According to Everyday Health, starting at age 45, adults with no symptoms of colorectal cancer and average risk for developing the disease should start screening. Colorectal cancer is the third most common cause of cancer death in the U.S. and about 10.5 percent of new colorectal cancer cases occur in adults under the age of 50. According to a 2020 study, the incidence of colorectal cancer in adults aged 49 and 50 increased by 46.1 percent between 2000 and 2015.
At one time, colorectal cancer was considered a disease that mostly affected people in their 60s and 70s but new evidence shows that there is a rise in these types of cancers among younger adults while rates are down in people over the age of 65. African Americans have the highest rate of death from colorectal cancer according to the Centers for Disease Control and Prevention.
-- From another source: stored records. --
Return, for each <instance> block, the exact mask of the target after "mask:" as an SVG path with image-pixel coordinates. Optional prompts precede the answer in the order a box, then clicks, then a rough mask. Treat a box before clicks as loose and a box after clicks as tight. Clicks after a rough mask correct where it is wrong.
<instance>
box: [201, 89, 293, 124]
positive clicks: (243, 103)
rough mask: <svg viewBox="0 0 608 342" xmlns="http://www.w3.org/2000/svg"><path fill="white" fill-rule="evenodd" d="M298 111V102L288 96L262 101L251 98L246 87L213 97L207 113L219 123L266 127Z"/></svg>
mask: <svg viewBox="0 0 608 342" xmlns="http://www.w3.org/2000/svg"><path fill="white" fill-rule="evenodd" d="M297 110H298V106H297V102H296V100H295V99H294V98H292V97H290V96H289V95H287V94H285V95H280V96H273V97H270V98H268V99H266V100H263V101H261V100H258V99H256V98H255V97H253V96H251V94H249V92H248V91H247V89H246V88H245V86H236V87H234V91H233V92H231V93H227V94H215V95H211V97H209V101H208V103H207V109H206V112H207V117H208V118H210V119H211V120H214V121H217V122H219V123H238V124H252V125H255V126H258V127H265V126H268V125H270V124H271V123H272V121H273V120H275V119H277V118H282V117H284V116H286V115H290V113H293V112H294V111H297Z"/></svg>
By lowering the age for routine screenings, it is hoped that more cases of colorectal cancer will be caught in the early stages when the disease is treatable. In addition to encouraging earlier screening, more access to screening for underserved and low-income populations is needed to ensure people who are at greater risk for colorectal cancer get screened.
If you are between the ages of 45 and 49, it is recommended that you talk with your doctor about the different methods of colorectal cancer screening and what is appropriate, given your individual risk factors. And if you have delayed your routine screening due to COVID-19, it’s past time to get an appointment on the books.